In 1693, the estate was inherited by Brereton Bourchier who started the construction of the present house. His daughter, Martha, married Henry Perrot the member of parliament for Oxfordshire from 1721 to 1740, who completed the house during the 1720s. The architect is not known although several authors have speculated about who was responsible.

The house was redecorated around 1780 by Anthony Keck, with further work by John Nash, including the library and conservatory, around 1811. The landscaped garden was laid out in the 18th century and has mature hardwood trees. In 1794 the parkland was extended by diverting the road to Ablington.

By 1819, the estate was owned by Sir James Musgrave. In 1935, the Wykeham-Musgraeves sold Barnsley Park to Lady Violet Henderson: it remains in the Henderson family.

==Architecture==

The Georgian Baroque three-storey house has a west front of nine bays with a central door with pediments. The east front has seven bays. The interior is decorated with extensive plastrework, particularly on the staircase and halls.

The extensive grounds and parkland include several subsidiary buildings. The gatehouse built by John Nash around 1810 is now known as Pepper-pot Lodge, another lodge was added in the mid 19th century. Nash was also responsible for the orangery 10 m east of the house. It has a slate roof supported by ionic columns.

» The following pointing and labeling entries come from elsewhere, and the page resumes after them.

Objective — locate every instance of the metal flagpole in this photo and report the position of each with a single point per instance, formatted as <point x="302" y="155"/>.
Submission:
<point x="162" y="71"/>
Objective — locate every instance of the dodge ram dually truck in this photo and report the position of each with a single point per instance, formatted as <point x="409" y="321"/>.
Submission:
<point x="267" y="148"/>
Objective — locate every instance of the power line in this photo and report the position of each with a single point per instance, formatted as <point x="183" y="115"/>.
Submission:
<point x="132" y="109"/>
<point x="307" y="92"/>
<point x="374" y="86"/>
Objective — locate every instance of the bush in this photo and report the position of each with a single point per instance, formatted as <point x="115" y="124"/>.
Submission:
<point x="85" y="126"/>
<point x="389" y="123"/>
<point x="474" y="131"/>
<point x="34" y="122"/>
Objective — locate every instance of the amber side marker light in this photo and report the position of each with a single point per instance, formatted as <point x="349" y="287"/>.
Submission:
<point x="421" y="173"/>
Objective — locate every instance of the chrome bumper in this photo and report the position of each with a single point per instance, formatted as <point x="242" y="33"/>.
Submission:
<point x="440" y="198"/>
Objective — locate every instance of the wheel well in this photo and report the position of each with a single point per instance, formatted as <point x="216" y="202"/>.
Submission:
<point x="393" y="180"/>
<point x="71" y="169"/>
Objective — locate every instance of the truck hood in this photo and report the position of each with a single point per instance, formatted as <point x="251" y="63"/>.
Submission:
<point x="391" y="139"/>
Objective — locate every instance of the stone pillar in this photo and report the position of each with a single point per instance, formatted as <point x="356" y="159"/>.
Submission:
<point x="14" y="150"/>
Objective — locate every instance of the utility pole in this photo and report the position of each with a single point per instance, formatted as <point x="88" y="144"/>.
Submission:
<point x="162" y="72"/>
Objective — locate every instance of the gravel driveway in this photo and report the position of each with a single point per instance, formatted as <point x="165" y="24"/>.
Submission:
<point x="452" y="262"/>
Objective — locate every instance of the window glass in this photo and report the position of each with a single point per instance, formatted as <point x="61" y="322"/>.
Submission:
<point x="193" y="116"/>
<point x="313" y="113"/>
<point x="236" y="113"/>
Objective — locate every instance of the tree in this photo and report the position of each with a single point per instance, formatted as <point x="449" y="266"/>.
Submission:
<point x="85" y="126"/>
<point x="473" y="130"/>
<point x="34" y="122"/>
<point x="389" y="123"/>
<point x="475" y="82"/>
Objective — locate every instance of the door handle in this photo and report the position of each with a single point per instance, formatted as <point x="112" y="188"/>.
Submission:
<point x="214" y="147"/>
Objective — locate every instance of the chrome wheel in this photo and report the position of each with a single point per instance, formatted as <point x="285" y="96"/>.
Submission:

The stable block and coach houses were added in the early 19th century. These are now used as six workshops for small businesses.

The estate has its own pumping house which was constructed in the late 19th century, and a large 18th century barn. There is also an 18th-century dovecote, and a range of cottages originally built for the workers but now rented out.

The formal gardens, close to the house, are divided by hedges laid out in the 1960s. Further from the house are plantations primarily made of beech trees but with some specimen planting including Wellingtonia. Other trees planted in the park include silver birch, and mixed deciduous and coniferous species The east lawn provides a Patte d'oie which acts as a focal point of several drives through the grounds. The walled kitchen garden is 100 m long and 70 m wide. It includes a 40 m long glasshouse.